Interventions to prevent falls in older adults: updated evidence report and systematic review for the US Preventive Services Task Force
Guirguis-Blake JM, Perdue LA, Coppola EL, Bean SI. J. Am. Med. Assoc. JAMA 2024; ePub(ePub): ePub.
DOI: 10.1001/jama.2024.4166
Abstract
IMPORTANCE: Falls are the most common cause of injury-related morbidity and mortality in older adults.
OBJECTIVE: To systematically review evidence on the effectiveness and harms of fall prevention interventions in community-dwelling older adults. DATA SOURCES: MEDLINE, Cumulative Index for Nursing and Allied Health Literature, and Cochrane Central Register of Controlled Clinical Trials for relevant English-language literature published between January 1, 2016, and May 8, 2023, with ongoing surveillance through March 22, 2024.
STUDY SELECTION: Randomized clinical trials of interventions to prevent falls in community-dwelling adults 65 years or older.
DATA EXTRACTION AND SYNTHESIS: Critical appraisal and data abstraction by 2 independent reviewers. Random-effects meta-analyses with Knapp-Hartung adjustment. MAIN OUTCOMES AND MEASURES: Falls, injurious falls, fall-related fractures, hospitalizations or emergency department visits, people with 1 or more falls, people with injurious falls, people with fall-related fractures, and harms.

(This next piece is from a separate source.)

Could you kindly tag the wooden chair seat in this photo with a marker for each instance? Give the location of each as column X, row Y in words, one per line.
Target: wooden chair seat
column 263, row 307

RESULTS: Eighty-three fair- to good-quality randomized clinical trials (n = 48 839) examined the effectiveness of 6 fall prevention interventions in older adults. This article focuses on the 2 most studied intervention types: multifactorial (28 studies; n = 27 784) and exercise (37 studies; n = 16 117) interventions. Multifactorial interventions were associated with a statistically significant reduction in falls (incidence rate ratio [IRR], 0.84 [95% CI, 0.74-0.95]) but not a statistically significant reduction in individual risk of 1 or more falls (relative risk [RR], 0.96 [95% CI, 0.91-1.02]), injurious falls (IRR, 0.92 [95% CI, 0.84-1.01]), fall-related fractures (IRR, 1.01 [95% CI, 0.81-1.26]), individual risk of injurious falls (RR, 0.92 [95% CI, 0.83-1.02]), or individual risk of fall-related fractures (RR, 0.86 [95% CI, 0.60-1.24]). Exercise interventions were associated with statistically significant reductions in falls (IRR, 0.85 [95% CI, 0.75-0.96]), individual risk of 1 or more falls (RR, 0.92 [95% CI, 0.87-0.98]), and injurious falls (IRR, 0.84 [95% CI, 0.74-0.95]) but not individual risk of injurious falls (RR, 0.90 [95% CI, 0.79-1.02]). Harms associated with multifactorial and exercise interventions were not well reported and were generally rare, minor musculoskeletal symptoms associated with exercise.
CONCLUSIONS AND RELEVANCE: Multifactorial and exercise interventions were associated with reduced falls in multiple good-quality trials. Exercise demonstrated the most consistent statistically significant benefit across multiple fall-related outcomes.